# Check out my 12' Gregor U-123!



## drider (Feb 18, 2012)

Hi all check out my new Gregor 12' model U-123! The plug hole is smaller than my 1" plug, but the previous owner just gave me a cork from his wine bottle, does anyone know where I can find a 1/2" plug hole? Check out the pictures!


----------



## Jdholmes (Feb 18, 2012)

Nice looking boat, congrats. I like the lines on the Gregor boats. 

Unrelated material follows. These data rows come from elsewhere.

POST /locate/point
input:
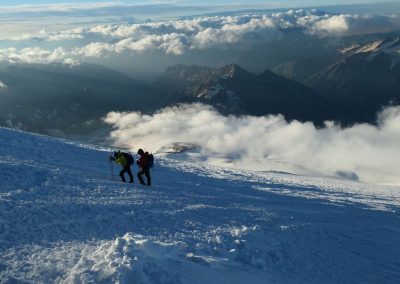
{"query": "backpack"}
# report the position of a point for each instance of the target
(129, 158)
(150, 161)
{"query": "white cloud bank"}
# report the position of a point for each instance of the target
(370, 153)
(181, 36)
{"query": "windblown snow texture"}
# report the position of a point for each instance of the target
(63, 220)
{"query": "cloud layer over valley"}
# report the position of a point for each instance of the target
(362, 151)
(180, 37)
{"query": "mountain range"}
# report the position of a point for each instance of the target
(64, 100)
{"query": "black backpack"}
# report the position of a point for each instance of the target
(129, 158)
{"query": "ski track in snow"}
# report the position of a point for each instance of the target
(63, 220)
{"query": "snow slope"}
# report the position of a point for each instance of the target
(64, 220)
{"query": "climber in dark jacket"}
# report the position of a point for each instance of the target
(123, 160)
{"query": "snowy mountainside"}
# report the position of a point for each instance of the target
(64, 220)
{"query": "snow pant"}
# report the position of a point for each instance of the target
(126, 169)
(144, 171)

Check Walmart - the one near me had a couple different sizes available. If not maybe a bass pro or cabellas?


----------



## drider (Feb 18, 2012)

10-4 on the 1/2" plug hole I need to find, I don't really trust the cork screw from a wine bottle. I think the previous owner whom I bought it from was a alky. But the boat looks good, feels good buying an all welded boat! Can't wait to take it out fits well behind my tacoma.


----------



## TommyBobber (Feb 18, 2012)

Good looking Gregor! I believe the actual size of the drain plug is 5/8". At least it is on my Gregor 14 footer. Bass pro shop has them under "livewell drain plug".
https://www.basspro.com/Bass-Pro-Shops-Snap-Plugs-for-Livewell,-Baitwell,-and-Bailer-Drains/product/8987/39813 These work good. 
The ones to avoid are these-
https://www.basspro.com/Floating-Livewell-Plugs-Three-Pack/product/10211469/60437 They dont seal and they break without trying. -Tom.


----------



## nomowork (Feb 18, 2012)

I use these on my 14 foot Gregor:

https://www.westmarine.com/webapp/wcs/stores/servlet/Product2_11151_10001_442311_-1____ProductDisplayErrorView

I have two of them tethered to the transom with light chains so in case one starts leaking, the other is ready to be changed.


----------



## rickybobbybend (Feb 18, 2012)

Like nomowork, I keep two plugs independently tethered to the transom support. You are really going to like your Gregor.
And let me put in an editorial comment for the local marine supply dealers. We are all interested in the best deal, but that often means getting a part on short notice, ot maybe some expert advice. The local guy won't be there if we don't sopport them with our purchases. If you have one in your area, they will have the right plug.


----------



## drider (Feb 18, 2012)

So on most Gregors it's 5/8? not 1/2 I'm going to double check but I'll see if my local Bass pro carries them, if not I'll have to order it. And I'm not going to take it out with that stupid cork in there! Thanks for the clarification, my previous valco was 1". What's with these aluminum boat manufactures trying to be different! You guys think my gregor will be pretty stable? My only experience was with my valco which was 66" wide vs. my gregor now 60" wide?


----------



## drider (Feb 18, 2012)

It is 5/8, time to head to bass pros! I just ordered some of these through amazon.com 

https://www.amazon.com/gp/product/B004UOQ4CA/ref=oh_o00_s00_i02_details

i hope their good!


----------